What does it truly mean to walk in sexual integrity, and how can confidence play a vital role in this journey?

Discover how our own sense of goodness and value can greatly impact our ability to love and be loved.

In our conversation, we unpack the connection between our desire for goodness, the attractiveness of others, and the importance of cultivating a deep-rooted confidence that is essential for walking in sexual integrity.

Embracing Jesus and recognizing His infinite goodness is key to becoming whole.

In this episode, we explore the importance of receiving Jesus as a gift, praising Him, and striving to become more like Him.

Tune in as we share valuable insights and resources from Regeneration Ministries that can help guide you on your journey towards a more whole and confident self.

With these tools and the support of a like-minded community, you can learn to walk in sexual integrity with confidence.

Ready? Let’s dive in!

What We Discuss:

  • 00:16 – If you want to walk in sexual integrity.
  • 02:29 – Do you see yourself as a good gift?
  • 04:09 – Love is confident and love requires confidence.
  • 05:43 – Why are we so drawn to attractive people?
  • 07:59 – The desire to be good and good gifts.
  • 09:15 – Confident love is confident.
  • 10:18 – We reach for and meditate on the good.
Transcription: The Connection Between Confidence and Sexual Integrity

Josh: Hey, everybody, glad you’re with me again. Hey, last week I talked about the role of our own sense of interior goodness, our own sense of goodness as far as in how it relates to our desire for our spouse. There’s just something good in that that I thought was worth revisiting. This week. I want to spend some more time on that because I think it’s going to really be helpful to you, as I know it’s helpful for me and my own considerations about my struggles with lust and the journey that I’ve been on for the last 20, 30 years with that. 

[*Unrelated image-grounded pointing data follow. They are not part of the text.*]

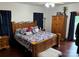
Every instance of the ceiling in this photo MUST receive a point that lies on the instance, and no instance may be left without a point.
(42, 3)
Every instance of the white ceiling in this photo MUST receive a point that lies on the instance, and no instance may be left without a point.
(42, 3)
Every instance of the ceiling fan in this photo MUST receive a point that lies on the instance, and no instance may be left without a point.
(51, 4)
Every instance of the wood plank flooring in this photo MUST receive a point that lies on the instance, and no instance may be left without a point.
(67, 48)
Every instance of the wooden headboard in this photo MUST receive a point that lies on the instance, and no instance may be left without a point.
(22, 25)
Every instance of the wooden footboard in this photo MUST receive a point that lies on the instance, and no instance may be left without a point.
(42, 46)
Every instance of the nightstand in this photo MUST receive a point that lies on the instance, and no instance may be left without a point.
(4, 42)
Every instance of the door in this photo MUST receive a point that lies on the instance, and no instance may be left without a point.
(39, 18)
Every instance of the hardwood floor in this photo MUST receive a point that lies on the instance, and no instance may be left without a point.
(67, 48)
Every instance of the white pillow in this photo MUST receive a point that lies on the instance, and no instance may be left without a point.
(28, 33)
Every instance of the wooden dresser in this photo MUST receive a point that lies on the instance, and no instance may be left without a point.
(4, 42)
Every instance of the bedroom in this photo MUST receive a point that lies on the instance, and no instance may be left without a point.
(23, 12)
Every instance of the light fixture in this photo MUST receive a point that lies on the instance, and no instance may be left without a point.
(50, 5)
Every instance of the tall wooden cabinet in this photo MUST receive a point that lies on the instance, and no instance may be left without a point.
(59, 25)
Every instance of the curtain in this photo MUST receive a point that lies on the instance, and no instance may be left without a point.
(71, 26)
(39, 18)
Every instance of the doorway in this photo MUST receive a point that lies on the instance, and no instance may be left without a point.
(38, 17)
(76, 22)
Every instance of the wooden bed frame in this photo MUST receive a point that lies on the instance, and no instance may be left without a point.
(39, 47)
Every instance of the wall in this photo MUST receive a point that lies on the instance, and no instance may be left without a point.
(20, 12)
(52, 11)
(24, 12)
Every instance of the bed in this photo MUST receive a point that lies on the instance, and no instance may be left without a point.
(37, 42)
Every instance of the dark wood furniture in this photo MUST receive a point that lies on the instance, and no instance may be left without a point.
(38, 47)
(4, 43)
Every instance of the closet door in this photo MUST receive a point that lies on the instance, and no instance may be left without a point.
(5, 23)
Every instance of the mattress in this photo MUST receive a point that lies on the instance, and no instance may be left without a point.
(28, 40)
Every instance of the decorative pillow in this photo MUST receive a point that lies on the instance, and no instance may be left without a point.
(35, 29)
(18, 30)
(28, 33)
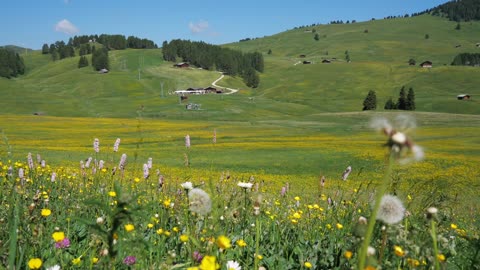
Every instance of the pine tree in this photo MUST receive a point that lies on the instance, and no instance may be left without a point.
(83, 62)
(402, 99)
(370, 102)
(410, 104)
(45, 49)
(389, 105)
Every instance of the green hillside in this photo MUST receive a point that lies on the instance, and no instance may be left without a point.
(379, 51)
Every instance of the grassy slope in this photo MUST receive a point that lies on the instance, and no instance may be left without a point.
(379, 62)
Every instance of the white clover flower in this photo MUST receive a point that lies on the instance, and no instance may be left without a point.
(187, 185)
(200, 202)
(233, 265)
(245, 185)
(391, 210)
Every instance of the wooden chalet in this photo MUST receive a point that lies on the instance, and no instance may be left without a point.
(182, 65)
(426, 64)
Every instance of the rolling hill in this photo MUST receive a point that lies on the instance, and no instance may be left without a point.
(379, 51)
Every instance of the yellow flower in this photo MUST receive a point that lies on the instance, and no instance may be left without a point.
(166, 203)
(441, 257)
(129, 227)
(77, 261)
(35, 263)
(223, 242)
(241, 243)
(209, 263)
(184, 238)
(46, 212)
(413, 262)
(58, 236)
(399, 251)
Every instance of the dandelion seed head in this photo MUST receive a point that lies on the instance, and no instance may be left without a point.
(200, 202)
(391, 210)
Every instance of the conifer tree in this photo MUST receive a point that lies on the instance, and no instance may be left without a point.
(389, 105)
(370, 102)
(410, 104)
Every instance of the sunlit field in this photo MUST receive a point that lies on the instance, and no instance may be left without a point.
(263, 195)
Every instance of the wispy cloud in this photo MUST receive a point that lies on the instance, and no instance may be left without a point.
(198, 27)
(66, 27)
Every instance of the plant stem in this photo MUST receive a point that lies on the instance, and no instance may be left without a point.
(435, 247)
(371, 221)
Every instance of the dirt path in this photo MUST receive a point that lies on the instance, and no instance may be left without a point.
(232, 91)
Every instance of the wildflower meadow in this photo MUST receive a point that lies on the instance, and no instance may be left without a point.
(381, 198)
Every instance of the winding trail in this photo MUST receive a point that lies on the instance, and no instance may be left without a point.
(232, 91)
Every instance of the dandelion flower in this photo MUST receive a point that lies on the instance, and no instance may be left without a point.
(200, 202)
(77, 261)
(245, 185)
(129, 227)
(209, 263)
(241, 243)
(64, 243)
(58, 236)
(187, 185)
(233, 265)
(184, 238)
(391, 210)
(46, 212)
(130, 260)
(223, 242)
(398, 251)
(35, 263)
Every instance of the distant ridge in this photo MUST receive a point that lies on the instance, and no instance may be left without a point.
(17, 49)
(460, 10)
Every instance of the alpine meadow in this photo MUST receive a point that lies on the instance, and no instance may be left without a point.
(348, 145)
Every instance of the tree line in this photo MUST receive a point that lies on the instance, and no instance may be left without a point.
(11, 64)
(466, 59)
(406, 101)
(465, 10)
(213, 57)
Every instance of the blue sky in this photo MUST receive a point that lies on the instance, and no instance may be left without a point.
(31, 23)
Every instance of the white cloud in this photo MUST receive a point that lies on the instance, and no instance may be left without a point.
(66, 27)
(198, 27)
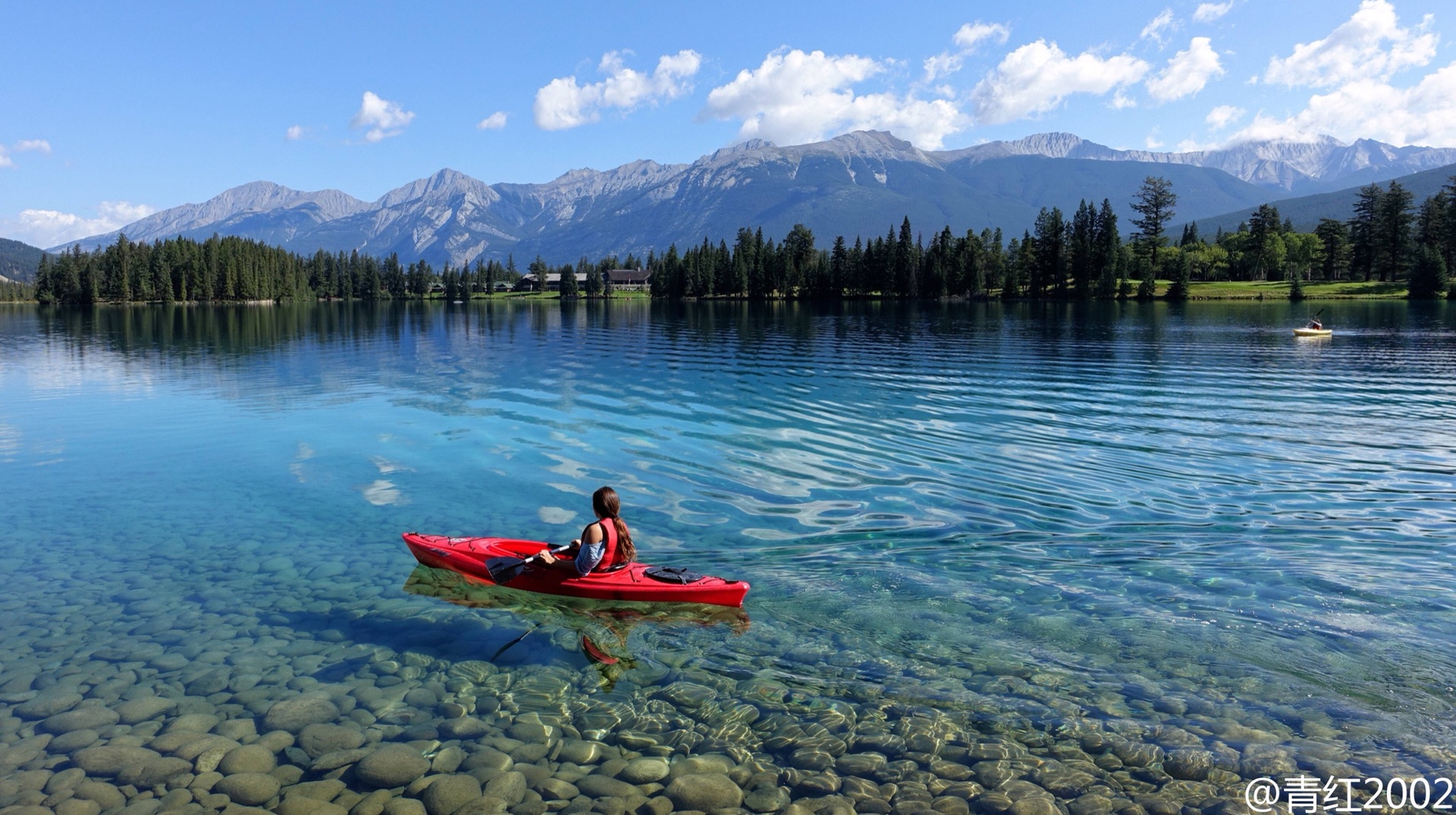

Josh: Let me start with this kind of premise statement and I’m going to unpack it for you. The premise statement is this that if you want to walk in sexual integrity, you’ve got to be confident. If you want to walk in sexual integrity, you’ve got to be confident. Now I know we live in a culture that talks a lot about confidence. We want to build yourself up, get to the gym, succeed in life, be confident. A lot of times when we’re talking about that, we’re really talking about pretending to be confident, like fake it till you make it kind of confidence. What I mean by confidence here is really that kind of deep sense of rootedness, of groundedness in your own value, your own worth, a deep in your bones sense, in your gut sense that God has made you and that you are good. Again, like I said last week, by good here I don’t just mean that I feel good or I feel positive or in some kind of generic way that I’m good, but rather that when you go shopping for fruit and you find a good piece of fruit, what you mean by that word goodness there is that this fruit is what it’s designed to be and it is ripe and it is ready and it is sweet. It’s a good piece of fruit or a good cut of meat. You know what I mean. It’s interesting that I’m using food there I’m going to come back to that in a minute because there’s something in us that I think desires to be good. In that sense, this is a good. I am good Deep inside my bones. I am good When I come into the world and I interact with other people or I say hello to people at my work, or I give my wife a hug, or I kiss my children, or my children come in with a question and I answer their questions, or I talk to them, or when I ask them on a date if I’m single, or when I get rejected, somebody says I don’t want to go on a second date. That’s something inside of us would still deeply know that we are valuable, that we are good. 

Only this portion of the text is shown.